I will generalize the problem as follows:
States $A$ and $B$ are represented by strings of $n$ bits each; within the rightmost $m$ bits, at least $k$ bits of $A$ must be $0$ and the corresponding bits of $B$ must be $1$; and the Hamming distance between the rightmost $m$ bits of $A$ and the rightmost $m$ bits of $B$ must be at least $h.$
We want to find a formula to express a function $f(n,m,k,h)$ that gives the number of possible pairs of states $(A,B)$ that meet these constraints.
Initially, I'll just do the case $h\leq k$ since it's simpler than the general case;
the conditions requiring $k$ zeros in $A$ and the corresponding $1$s in $B$
guarantee that the Hamming distance will always be at least $k.$
If exactly $r$ of the rightmost $m$ bits of $A$ are $1$s (that is, $m-r$ bits are $0$), there are $\binom mr$ possible choices of column to put them in.
So there are $\binom mr$ ways for $A$ to have $r$ $1$s in its rightmost $m$ bits.
For each of these choices of $A$, there are exactly $r$ don't-care (X) bits in
the rightmost $r$ bits of $B$ (the others are forced to $1$),
hence $2^r$ choices for the rightmost $m$ bits of $B.$
So just considering the rightmost $m$ bits of $A$ and $B$, and assuming those bits of $A$ include exactly $r$ $1$s, we have $\binom mr 2^r$ choices.

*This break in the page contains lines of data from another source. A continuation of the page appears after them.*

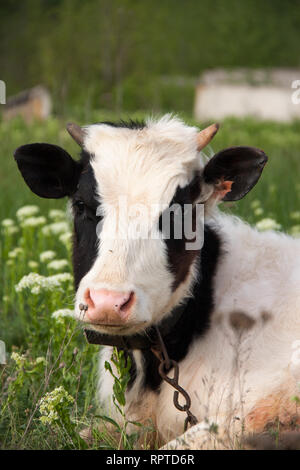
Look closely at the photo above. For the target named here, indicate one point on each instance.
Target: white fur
(227, 373)
(142, 167)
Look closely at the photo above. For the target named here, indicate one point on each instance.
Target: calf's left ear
(234, 171)
(48, 170)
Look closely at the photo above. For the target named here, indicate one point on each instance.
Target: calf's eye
(79, 206)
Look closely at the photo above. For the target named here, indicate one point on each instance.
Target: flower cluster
(60, 315)
(47, 256)
(37, 283)
(54, 404)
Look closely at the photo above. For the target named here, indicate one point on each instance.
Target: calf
(227, 308)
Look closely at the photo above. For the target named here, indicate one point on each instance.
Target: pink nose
(107, 307)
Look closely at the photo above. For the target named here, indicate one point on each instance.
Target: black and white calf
(236, 339)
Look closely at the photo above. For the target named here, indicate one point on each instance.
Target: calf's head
(127, 177)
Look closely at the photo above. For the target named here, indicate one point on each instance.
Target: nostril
(88, 299)
(128, 302)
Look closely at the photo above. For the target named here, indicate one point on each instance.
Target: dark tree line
(113, 53)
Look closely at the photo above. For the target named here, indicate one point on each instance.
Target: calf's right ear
(48, 170)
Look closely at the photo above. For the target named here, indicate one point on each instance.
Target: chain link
(165, 366)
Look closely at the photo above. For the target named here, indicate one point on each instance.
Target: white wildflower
(33, 264)
(34, 221)
(295, 215)
(15, 252)
(62, 277)
(59, 315)
(27, 211)
(267, 224)
(58, 264)
(254, 204)
(57, 214)
(295, 231)
(258, 211)
(37, 283)
(11, 230)
(47, 256)
(53, 404)
(18, 358)
(40, 360)
(56, 228)
(7, 223)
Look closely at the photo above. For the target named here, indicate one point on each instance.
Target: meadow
(49, 381)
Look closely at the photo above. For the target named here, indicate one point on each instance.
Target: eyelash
(79, 206)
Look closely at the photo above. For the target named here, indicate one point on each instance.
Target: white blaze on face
(137, 172)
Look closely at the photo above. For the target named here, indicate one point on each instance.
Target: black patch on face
(85, 205)
(195, 320)
(180, 259)
(131, 124)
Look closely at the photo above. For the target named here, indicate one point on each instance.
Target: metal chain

If we look at all the bits that are not the rightmost $m$ bits of $A$ or $B,$
we will always find $2(n - m)$ don't-care (X) bits there.
So for each choice of the rightmost $m$ bits of $A$ and $B$ where
exactly $r$ of the rightmost $m$ bits of $A$ are $1$s,
we have $2^{2(n-m)}$ ways to fill in the remaining Xs.
That's $\binom mr 2^{r+2(n-m)}$ choices for exactly $r$ $1$s in the rightmost $m$ bits of $A.$
But $r$ can be anything from zero to $m-k$, so the total number of transitions is
$$ \sum_{r=0}^{m-k} \binom mr 2^{r+2(n-m)}. $$
I would pull a constant factor out of the sum as follows:
$$f(n,m,k,h) = 4^{n-m} \sum_{r=0}^{m-k} \binom mr 2^r \quad \text{when $h\leq k$}.$$
It's hard to get it simpler than that. Wolfram Alpha suggests there might be
something involving a hypergeometric function,
but I don't see that as an improvement.
For $h > k,$ instead of $r$ independent X bits in the rightmost bits of $B$ we have $r$ bits that must have at least $h - k$ zeros.
That is, those $r$ bits of $B$ can contain some number of $1$s; the number of $1$s may be as few as $0$, but it cannot be more than $m-h$ and of course it cannot be more than $r$.
Whichever is less, $r$ or $m-h,$ is the maximum number of $1$s.
So instead of always having $2^r$ ways to fill in those $r$ bits we have
$$\sum_{q=0}^{\min(r,m - h)} \binom rq.$$
Note that when $m - h \geq r,$ this comes out to $2^r,$
that is, the larger value of $h$ restricts the possibilities only in the cases where it is larger than the actual number of zeros in $A.$
Again it is possible to express this using a hypergeometric function but I do not see the advantage of that.
The total number of possible transitions therefore is
$$f(n,m,k,h) = 4^{n-m} \sum_{r=0}^{m-k}
\binom mr \sum_{q=0}^{\min(r,m - h)}\binom rq
\quad \text{when $h>k$}.$$
If you want to write this without needing to write
$\min(r,m-h)$, you can write it like this:
\begin{align}
f(n,m,k,h) = 4^{n-m}
\bigg( &\sum_{r=0}^{m-h} \binom mr \sum_{q=0}^r \binom rq \\
& + \sum_{r=m-h+1}^{m-k} \binom mr \sum_{q=0}^{m - h}\binom rq \bigg)
\quad \text{when $h>k$}.
\end{align}
(This is likely how I would do it if I were writing the function in software.)